The main focus of the global markets today is the speech by US President Donald Trump, who is scheduled to discuss the country's trade policy at the New York Economic Club on Tuesday, which could have a strong impact on market movements. Trump is expected to emphasize his fiscal policy since taking office that has supported economic growth through tax cuts and has supported the longest economic recovery in US history with low unemployment, rising wages and consumer confidence.
It should be borne in mind that Trump's handling of the trade dossier will have strong repercussions on market movements, especially gold, which continued to bleed losses to $ 1450 an ounce. However, in case of negative comments on the trade file, gold may return to retest the level of $ 1460 an ounce before it starts falling back to the levels of $ 1440 an ounce.
US stock markets, on the other hand, have hit record highs in recent weeks in the hope that the White House and Beijing are on the verge of a trade deal that could go a long way toward dispelling the uncertainty that is hurting the global economy. Last week, officials from both sides said they had an agreement to cut tariffs.

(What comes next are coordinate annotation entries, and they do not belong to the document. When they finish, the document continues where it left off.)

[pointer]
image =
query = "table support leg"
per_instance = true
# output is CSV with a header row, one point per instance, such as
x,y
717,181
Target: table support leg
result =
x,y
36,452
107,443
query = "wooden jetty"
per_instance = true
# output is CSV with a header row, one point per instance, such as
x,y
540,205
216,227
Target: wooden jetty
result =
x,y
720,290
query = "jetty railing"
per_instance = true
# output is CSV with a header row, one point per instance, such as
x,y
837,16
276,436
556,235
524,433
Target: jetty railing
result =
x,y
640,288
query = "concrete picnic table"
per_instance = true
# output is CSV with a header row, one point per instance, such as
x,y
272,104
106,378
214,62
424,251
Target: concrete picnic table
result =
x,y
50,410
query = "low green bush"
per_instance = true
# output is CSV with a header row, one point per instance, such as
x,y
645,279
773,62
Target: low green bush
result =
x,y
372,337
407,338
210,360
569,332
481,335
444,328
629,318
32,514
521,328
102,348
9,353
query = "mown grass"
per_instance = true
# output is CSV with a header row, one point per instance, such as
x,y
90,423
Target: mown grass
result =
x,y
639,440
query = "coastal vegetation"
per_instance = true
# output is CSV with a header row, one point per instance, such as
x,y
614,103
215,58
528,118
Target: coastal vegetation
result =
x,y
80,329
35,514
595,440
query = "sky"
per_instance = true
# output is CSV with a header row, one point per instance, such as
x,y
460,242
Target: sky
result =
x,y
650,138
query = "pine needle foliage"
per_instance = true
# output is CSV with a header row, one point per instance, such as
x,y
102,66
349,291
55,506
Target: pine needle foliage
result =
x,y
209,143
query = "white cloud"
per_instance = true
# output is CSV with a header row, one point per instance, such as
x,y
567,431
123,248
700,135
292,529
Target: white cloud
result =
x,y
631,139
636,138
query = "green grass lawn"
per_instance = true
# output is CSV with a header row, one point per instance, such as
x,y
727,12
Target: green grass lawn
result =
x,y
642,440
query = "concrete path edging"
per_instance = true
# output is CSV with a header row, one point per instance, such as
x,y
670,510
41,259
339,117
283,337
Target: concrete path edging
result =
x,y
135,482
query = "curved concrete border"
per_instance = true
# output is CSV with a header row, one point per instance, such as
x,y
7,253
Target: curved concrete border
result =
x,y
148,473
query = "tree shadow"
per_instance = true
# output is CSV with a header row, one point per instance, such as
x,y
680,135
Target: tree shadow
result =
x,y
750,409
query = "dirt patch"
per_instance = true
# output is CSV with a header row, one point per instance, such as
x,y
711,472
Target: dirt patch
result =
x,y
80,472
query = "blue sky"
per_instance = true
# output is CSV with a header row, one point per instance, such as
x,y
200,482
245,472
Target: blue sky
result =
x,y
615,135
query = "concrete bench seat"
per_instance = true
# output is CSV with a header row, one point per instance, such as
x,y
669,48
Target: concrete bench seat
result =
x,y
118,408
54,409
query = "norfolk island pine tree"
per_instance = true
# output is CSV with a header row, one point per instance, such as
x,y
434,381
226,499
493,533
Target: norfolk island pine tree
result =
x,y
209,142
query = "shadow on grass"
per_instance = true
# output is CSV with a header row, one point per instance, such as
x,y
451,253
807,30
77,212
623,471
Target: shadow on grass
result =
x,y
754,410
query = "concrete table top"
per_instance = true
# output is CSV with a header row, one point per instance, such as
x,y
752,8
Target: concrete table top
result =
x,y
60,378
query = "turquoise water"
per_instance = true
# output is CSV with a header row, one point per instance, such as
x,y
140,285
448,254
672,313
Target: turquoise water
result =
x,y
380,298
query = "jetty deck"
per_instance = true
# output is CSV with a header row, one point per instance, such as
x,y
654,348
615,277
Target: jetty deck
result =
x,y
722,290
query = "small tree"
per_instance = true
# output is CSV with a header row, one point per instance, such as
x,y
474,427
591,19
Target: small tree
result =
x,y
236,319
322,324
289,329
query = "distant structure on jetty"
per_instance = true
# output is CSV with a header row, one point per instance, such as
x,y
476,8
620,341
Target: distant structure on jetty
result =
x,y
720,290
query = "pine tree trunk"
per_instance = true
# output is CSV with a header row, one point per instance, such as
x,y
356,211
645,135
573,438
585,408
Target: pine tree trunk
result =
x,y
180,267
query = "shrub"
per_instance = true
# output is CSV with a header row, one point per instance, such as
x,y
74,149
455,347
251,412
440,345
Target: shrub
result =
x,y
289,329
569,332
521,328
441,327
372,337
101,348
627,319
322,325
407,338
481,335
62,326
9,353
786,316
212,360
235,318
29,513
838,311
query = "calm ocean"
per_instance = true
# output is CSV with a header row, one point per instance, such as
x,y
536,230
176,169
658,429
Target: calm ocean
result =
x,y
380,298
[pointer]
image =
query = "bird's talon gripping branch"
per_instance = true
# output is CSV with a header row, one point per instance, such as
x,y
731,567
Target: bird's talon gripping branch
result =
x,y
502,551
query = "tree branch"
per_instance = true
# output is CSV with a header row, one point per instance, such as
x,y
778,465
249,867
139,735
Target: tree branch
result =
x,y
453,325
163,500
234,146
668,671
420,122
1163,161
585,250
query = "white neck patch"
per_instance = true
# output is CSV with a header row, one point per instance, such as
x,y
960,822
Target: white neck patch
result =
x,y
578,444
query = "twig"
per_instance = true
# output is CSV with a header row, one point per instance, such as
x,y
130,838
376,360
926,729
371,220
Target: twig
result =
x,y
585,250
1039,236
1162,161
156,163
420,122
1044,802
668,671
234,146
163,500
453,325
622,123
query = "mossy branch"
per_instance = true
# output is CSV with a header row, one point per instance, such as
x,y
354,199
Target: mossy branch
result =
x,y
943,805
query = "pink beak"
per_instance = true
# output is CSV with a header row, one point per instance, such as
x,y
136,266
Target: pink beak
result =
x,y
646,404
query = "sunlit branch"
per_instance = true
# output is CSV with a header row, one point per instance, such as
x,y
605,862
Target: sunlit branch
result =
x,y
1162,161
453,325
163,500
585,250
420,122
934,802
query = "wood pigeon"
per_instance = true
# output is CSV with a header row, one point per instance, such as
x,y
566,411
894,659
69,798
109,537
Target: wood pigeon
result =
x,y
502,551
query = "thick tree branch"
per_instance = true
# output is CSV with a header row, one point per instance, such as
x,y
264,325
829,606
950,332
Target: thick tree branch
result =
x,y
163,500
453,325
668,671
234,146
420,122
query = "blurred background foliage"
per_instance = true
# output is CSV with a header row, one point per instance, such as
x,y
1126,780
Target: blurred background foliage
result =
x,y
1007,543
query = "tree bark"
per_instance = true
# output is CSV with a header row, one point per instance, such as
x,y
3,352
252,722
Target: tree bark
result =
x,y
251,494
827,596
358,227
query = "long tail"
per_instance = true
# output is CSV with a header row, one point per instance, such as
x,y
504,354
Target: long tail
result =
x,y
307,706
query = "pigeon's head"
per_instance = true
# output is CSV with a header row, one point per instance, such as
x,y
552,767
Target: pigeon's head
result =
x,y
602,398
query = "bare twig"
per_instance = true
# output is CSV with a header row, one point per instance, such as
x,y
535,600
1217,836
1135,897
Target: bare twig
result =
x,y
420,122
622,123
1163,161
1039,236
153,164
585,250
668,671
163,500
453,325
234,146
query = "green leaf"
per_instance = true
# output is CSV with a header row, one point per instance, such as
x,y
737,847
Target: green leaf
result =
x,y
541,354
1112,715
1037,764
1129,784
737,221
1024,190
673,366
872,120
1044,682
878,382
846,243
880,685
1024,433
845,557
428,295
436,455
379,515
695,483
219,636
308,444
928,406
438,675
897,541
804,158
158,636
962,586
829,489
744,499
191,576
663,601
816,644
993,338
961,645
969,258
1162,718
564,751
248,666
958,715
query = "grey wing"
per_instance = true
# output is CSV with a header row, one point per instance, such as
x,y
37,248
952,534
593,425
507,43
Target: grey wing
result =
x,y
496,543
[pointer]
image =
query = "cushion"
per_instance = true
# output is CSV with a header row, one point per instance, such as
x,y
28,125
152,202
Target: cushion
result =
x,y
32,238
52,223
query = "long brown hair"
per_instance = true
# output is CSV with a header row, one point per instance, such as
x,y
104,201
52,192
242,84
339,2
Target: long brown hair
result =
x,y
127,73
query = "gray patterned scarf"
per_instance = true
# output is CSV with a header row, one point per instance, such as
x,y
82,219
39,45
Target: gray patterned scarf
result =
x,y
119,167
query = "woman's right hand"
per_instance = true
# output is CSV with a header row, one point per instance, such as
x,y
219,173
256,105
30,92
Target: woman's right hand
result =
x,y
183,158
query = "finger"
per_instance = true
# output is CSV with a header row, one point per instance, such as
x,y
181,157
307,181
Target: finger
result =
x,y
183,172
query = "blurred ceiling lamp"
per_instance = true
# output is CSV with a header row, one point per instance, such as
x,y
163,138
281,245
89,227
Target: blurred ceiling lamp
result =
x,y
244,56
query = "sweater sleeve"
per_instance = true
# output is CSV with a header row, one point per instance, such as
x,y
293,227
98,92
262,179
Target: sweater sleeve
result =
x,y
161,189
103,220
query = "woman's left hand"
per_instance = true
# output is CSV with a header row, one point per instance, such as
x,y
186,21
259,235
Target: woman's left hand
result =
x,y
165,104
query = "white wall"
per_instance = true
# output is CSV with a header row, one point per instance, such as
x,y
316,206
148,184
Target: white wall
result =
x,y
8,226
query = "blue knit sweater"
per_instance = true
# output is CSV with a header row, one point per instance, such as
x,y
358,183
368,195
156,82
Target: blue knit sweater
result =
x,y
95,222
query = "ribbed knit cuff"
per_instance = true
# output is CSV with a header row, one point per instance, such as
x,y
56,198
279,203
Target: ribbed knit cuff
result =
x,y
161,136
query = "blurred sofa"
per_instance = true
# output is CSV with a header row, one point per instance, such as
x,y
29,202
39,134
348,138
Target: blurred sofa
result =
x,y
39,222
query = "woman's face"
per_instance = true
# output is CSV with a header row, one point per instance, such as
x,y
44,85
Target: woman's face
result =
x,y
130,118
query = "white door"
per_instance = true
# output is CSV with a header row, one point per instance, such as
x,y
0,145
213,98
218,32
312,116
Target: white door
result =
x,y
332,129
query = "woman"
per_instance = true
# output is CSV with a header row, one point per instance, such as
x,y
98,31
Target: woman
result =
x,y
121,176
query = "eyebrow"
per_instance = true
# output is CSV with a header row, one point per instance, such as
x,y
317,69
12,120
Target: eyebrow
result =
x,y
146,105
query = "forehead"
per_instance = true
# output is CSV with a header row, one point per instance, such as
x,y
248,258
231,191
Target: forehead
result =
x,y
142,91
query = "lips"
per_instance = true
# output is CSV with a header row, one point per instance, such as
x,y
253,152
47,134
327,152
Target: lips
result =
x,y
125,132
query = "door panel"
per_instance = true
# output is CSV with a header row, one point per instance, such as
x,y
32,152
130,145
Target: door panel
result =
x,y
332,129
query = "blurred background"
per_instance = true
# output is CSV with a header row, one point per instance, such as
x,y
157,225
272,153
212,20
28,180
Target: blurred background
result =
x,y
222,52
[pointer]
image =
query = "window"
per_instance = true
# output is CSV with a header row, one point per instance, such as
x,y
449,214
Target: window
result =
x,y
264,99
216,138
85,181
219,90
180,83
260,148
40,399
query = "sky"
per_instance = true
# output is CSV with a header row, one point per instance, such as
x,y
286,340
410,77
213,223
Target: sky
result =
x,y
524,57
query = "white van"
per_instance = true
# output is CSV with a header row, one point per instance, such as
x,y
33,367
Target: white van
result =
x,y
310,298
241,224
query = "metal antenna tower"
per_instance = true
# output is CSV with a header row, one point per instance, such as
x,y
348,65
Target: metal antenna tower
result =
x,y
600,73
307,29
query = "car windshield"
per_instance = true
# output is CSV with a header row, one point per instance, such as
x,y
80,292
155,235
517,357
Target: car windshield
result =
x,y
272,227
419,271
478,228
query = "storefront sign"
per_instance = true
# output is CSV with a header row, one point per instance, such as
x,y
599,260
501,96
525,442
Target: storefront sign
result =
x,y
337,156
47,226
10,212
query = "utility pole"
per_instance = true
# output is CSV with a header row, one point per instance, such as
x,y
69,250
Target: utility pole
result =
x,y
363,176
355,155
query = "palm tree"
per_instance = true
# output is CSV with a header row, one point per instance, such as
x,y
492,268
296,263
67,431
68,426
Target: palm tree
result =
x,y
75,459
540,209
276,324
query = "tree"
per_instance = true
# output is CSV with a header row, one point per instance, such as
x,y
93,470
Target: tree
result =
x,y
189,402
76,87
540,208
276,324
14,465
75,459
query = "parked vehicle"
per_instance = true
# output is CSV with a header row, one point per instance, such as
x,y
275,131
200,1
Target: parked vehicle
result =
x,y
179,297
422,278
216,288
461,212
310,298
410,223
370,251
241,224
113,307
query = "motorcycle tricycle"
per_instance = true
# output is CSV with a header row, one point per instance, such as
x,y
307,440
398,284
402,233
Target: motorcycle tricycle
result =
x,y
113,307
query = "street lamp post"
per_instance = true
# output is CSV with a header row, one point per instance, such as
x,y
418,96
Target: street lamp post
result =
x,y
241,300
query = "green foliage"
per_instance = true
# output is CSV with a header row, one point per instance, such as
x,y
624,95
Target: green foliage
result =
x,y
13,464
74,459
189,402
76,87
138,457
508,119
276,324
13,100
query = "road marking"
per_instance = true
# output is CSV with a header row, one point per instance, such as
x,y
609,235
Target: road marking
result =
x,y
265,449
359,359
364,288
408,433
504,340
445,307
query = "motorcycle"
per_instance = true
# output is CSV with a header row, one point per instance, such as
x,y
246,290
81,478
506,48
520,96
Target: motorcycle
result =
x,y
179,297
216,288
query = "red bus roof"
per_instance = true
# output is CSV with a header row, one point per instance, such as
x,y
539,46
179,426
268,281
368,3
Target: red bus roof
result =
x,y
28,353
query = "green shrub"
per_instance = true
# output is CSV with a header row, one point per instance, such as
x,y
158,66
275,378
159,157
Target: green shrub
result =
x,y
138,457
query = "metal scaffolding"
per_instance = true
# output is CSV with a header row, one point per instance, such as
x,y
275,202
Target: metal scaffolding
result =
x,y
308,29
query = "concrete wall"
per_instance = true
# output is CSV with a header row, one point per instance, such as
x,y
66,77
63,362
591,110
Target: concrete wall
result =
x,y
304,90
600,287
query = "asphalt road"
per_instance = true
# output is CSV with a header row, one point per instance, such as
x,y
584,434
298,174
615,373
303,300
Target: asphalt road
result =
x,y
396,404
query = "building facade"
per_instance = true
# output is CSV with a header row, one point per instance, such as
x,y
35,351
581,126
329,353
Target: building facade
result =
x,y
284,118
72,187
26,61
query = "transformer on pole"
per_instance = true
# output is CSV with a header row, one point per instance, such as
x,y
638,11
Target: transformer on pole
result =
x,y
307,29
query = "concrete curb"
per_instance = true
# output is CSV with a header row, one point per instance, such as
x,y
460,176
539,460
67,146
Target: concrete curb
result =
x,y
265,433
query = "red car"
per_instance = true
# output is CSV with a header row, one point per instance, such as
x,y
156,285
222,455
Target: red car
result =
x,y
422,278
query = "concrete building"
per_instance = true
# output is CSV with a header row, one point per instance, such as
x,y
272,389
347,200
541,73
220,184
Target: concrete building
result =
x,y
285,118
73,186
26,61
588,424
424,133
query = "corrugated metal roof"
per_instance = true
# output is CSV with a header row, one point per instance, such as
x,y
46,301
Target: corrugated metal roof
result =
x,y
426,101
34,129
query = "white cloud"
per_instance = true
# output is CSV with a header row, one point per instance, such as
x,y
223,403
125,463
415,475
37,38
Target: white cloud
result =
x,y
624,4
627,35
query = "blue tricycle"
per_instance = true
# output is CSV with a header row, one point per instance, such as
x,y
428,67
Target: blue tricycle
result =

Apple's share price has risen 65% this year and Apple shares have reached $ 261 compared to a rise in the S&P 500 index just over 20% to surpass Microsoft by 44%. Netflix rose 3% this month and 1.5% at the start of the week to an eight-week high of $ 295.
The pound was subjected to strong moves with several economic data released yesterday which helped to raise the uncertainty caused by the Brexit which could push the British economy into recession if no action is taken to curb the slowdown. Up just 1% year-on-year in the third quarter.
This did not stop there, but continued decline in manufacturing and manufacturing production to push sterling back down to 1.28 levels. The market is currently awaiting the labor market data, where unemployment is expected to stabilize at 3.9% and wages at 3.8%. Unemployment benefits will rise by 24.2K vs. 21.1K. Levels 1.27.